The company is currently cooperating with Sweden’s Royal Institute of Technology (KTH) in the development of a pilot reactor process where hydrogen plasma acts as a quartz reductant to remove oxygen from the silicon dioxide.

“It also acts as a refining step because of the very high temperatures in the plasma section,” Green14 CEO, Adam Podgorski, told pv magazine, noting that green hydrogen represents an alternative to the use of coal and chlorine as the processing reactants in conventional solar silicon production.

Green14 used a plasma spray process that requires an output of 85 kW in a lab-scale setup with the aim of simulating bulk silicon production from quartz in the presence of hydrogen plasma as a reductant and refining mechanism. The process collects silicon on plates in the plasma plume.

According to Podgorski, the process is able to deliver silicon at 5N to 6N purity levels (99.999% to 99.9999%).

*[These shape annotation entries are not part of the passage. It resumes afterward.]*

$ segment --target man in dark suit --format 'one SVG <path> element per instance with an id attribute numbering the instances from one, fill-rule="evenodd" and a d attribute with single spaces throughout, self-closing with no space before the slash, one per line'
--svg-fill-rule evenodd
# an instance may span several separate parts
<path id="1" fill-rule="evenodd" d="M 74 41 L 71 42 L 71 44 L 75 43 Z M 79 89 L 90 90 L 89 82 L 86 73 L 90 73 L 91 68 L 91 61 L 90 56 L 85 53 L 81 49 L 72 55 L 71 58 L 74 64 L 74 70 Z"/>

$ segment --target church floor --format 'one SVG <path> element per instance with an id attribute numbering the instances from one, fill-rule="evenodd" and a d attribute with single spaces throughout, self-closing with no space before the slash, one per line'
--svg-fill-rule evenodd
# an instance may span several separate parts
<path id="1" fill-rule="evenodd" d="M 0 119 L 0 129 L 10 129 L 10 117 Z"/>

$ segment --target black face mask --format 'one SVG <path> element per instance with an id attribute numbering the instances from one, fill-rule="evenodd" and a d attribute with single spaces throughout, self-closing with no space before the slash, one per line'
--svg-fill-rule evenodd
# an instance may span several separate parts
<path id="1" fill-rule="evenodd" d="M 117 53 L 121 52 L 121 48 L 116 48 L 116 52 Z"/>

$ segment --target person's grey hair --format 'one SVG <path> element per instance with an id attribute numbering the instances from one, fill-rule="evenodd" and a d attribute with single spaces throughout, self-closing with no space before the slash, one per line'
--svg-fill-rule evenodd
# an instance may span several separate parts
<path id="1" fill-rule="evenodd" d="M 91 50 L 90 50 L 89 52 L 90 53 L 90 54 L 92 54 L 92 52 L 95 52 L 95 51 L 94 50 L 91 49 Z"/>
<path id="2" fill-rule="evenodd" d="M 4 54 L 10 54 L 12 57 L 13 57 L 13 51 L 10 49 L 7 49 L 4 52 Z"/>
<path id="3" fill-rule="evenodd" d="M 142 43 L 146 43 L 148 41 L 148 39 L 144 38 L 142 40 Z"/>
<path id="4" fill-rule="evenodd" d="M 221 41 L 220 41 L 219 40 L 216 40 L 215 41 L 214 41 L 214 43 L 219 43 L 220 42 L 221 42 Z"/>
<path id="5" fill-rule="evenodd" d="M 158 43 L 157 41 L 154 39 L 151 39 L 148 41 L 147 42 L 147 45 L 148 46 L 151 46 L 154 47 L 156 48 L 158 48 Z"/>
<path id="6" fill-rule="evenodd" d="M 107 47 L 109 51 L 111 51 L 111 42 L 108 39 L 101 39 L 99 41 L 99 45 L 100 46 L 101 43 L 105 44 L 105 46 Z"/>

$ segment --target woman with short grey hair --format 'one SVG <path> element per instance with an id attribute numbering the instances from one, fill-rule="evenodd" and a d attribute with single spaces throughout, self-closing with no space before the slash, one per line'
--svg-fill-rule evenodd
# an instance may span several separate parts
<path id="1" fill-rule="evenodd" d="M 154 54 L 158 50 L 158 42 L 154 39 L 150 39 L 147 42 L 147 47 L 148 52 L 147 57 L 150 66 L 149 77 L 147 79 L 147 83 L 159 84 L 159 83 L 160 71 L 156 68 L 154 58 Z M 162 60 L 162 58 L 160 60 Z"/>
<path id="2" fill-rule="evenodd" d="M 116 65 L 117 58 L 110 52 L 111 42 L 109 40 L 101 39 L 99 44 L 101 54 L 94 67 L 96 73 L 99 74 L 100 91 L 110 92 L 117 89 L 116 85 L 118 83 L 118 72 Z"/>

He said these results were validated by Norwegian research institute SINTEF and Czech plasma technology provider PlasmaSolve.

“Our pilot aims to repeat this 6N purity at scale and push it even further before integrating it into post-processing steps,” said Podgorski.  The hope for the pilot reactor is to achieve “high purities on timescales of seconds rather than the hours that it takes for Siemens polysilicon.”

The startup plans to build a 25-kilotonne plant in Northern Sweden, equating to an annual wafer capacity of 10 GW. “We have a letter of intent (LOI) in place from key customers and we are working on more,” said Podgorski, without providing further details.

When asked about green hydrogen sources, he said that Sweden has several large renewables-driven hydrogen electrolysis projects underway, such as H2 Green Steel.